Le plus européiste de nos présidents aura donc, au terme de huit années d’exercice du pouvoir, opposé un refus net au traité de libre-échange entre l’Union européenne et le Mercosur. Défendu par la Commission européenne comme un accord d’importance stratégique majeure, ce traité se heurte désormais à une opposition française assumée, au prix d’une confrontation ouverte avec l’Allemagne, l’un de ses plus fervents soutiens.

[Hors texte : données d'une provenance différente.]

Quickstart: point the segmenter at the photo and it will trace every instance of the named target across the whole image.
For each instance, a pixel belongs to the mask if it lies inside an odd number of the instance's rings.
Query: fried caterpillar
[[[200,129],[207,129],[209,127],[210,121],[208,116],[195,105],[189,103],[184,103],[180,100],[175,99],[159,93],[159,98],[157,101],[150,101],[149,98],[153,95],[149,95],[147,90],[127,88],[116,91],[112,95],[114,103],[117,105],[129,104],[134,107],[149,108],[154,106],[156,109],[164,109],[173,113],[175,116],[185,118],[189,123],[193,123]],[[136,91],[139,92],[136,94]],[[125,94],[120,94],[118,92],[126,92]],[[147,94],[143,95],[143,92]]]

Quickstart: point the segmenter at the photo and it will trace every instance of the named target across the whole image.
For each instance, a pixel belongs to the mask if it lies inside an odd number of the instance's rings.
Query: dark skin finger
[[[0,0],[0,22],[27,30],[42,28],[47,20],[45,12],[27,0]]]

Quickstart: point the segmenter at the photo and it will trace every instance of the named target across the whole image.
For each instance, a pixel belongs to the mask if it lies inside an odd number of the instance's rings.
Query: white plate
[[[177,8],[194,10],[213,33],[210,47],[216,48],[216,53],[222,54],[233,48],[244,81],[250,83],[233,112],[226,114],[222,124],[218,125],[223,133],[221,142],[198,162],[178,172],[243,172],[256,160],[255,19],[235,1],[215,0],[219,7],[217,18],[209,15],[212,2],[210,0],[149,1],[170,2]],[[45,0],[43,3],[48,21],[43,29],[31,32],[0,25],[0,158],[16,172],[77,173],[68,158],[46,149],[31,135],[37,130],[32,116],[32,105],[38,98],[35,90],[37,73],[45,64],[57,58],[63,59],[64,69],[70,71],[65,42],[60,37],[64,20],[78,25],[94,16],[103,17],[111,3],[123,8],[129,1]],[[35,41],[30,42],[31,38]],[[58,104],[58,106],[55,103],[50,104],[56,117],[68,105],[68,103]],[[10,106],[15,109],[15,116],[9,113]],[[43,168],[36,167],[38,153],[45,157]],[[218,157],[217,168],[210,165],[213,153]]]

Ce choix marque une rupture symbolique avec la rhétorique du « couple franco-allemand », longtemps présenté comme le moteur indépassable de la construction européenne. Sur le Mercosur comme sur d’autres dossiers structurants, Paris et Berlin révèlent des divergences de fond que ni les discours ni les sommets bilatéraux ne parviennent plus à masquer.
Dans ce rejet du traité en l’état, les circonstances politiques ont joué un rôle décisif.
Le soutien de l’Italie, certes opportuniste et probablement temporaire, s’est avéré indispensable pour constituer une minorité de blocage dans un système de décision fondé sur la majorité qualifiée. Cette réalité rappelle crûment que la France n’est plus souveraine en matière de politique commerciale et qu’elle doit désormais composer avec des alliances tactiques pour faire prévaloir ses intérêts.
À cette contrainte institutionnelle s’ajoute une pression sociale d’une intensité rare. La colère du monde paysan, exprimée par des mobilisations massives et parfois violentes, a fait craindre à l’Élysée un embrasement susceptible de fragiliser davantage un président déjà contesté, à l’approche de la fin de son mandat. Ignorer cette colère aurait exposé le pouvoir à un risque politique majeur.
D’autant que les effets négatifs du traité Mercosur pour l’agriculture française sont désormais solidement documentés. Concurrence jugée déloyale, normes environnementales et sanitaires asymétriques, pression accrue sur les revenus agricoles : autant d’arguments qui rendent politiquement intenable toute capitulation face à Bruxelles.
Le contexte économique renforce encore la portée de ce refus. La France s’apprête à enregistrer un premier déficit de sa balance agroalimentaire, une situation inédite où le libre-échange occupe une place centrale. Dans ces conditions, accepter le traité aurait donné le sentiment d’un abandon des intérêts nationaux difficilement acceptable pour l’opinion publique.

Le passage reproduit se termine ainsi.